Indexing

Overview

Dragon’s index construction transforms a collection of genome FASTA files into a compact, queryable index through five stages:

  1. De Bruijn graph construction — builds a coloured compacted de Bruijn graph (ccdBG) from all genomes

  2. Unitig encoding — encodes unitig sequences in 2-bit packed format

  3. Colour index — creates Roaring Bitmap mappings from unitigs to genomes

  4. FM-index — builds a run-length FM-index over concatenated unitigs

  5. Genome path index — records each genome’s traversal through the graph

Command

dragon index [OPTIONS] --input <DIR> --output <DIR>

Required arguments

Argument

Description

--input, -i

Directory containing genome FASTA files

--output, -o

Output directory for the index

Optional arguments

Argument

Default

Description

--kmer-size, -k

31

K-mer size for the de Bruijn graph. Must be odd.
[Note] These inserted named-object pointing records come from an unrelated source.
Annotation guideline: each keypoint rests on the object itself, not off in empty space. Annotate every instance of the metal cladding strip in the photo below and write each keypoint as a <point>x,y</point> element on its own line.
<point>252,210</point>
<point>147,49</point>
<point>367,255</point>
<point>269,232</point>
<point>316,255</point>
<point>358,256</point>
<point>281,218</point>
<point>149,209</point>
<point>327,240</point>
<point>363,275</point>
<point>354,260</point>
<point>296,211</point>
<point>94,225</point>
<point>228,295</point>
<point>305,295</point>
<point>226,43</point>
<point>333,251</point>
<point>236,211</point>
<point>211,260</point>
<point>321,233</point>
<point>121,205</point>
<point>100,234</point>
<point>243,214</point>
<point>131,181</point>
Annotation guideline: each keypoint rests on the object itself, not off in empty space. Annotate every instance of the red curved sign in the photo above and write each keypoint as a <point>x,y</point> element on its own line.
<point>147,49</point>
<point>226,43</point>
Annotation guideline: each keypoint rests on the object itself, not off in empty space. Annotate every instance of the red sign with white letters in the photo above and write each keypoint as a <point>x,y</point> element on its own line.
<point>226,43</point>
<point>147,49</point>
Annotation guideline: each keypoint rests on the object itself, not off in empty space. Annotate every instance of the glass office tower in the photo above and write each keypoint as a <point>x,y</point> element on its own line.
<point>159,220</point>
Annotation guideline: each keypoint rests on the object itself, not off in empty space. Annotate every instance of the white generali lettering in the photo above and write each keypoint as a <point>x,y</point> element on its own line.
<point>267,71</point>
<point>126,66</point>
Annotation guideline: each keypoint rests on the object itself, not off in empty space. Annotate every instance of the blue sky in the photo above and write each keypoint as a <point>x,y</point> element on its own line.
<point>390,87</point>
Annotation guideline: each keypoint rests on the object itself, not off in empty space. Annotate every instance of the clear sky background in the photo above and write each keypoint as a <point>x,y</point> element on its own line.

Range: 15-31.

--threads, -j

4

Number of threads for parallel processing

Input format

  • One FASTA file per genome

  • Supported extensions: .fa, .fasta, .fna, .fsa

  • Genomes may contain multiple contigs/chromosomes

  • Ambiguous bases (N, R, Y, etc.) are treated as A

Choosing k-mer size

k

Sensitivity

Specificity

Index size

Use case

15

Highest

Lowest

Larger

Highly divergent queries (>10%)

21

High

Medium

Medium

General purpose

31

Medium

Highest

Smallest

Closely related genomes (<5% divergence)

Default (k=31) is recommended for most prokaryotic applications.

Index files

File

Description

Typical size (2M genomes)

fm_index.bin

Run-length FM-index

2-4 GB

colors.drgn

Roaring Bitmap colour index

50-100 GB

paths.bin

Genome path index

8-15 GB

unitigs.fa

Unitig FASTA sequences

1-2 GB

colors.tsv

Unitig-to-genome mapping (text)

varies

metadata.json

Index metadata

<1 KB

Resource requirements

Database scale

Build time

Build RAM

Index size

500 genomes

~10 seconds

<1 GB

~1.5 GB

85K genomes

~1 hour

~8 GB

~15 GB

2.34M genomes

~12 hours

~64 GB

~100 GB

GGCAT integration

For databases larger than ~10,000 genomes, Dragon automatically uses GGCAT if available in PATH. GGCAT provides:

  • 5-39x faster graph construction than alternatives

  • Lower memory usage via minimiser-based partitioning

  • Native Rust implementation

Without GGCAT, Dragon falls back to a built-in graph builder that constructs each unique k-mer as a minimal unitig. This works correctly but produces a less compacted graph.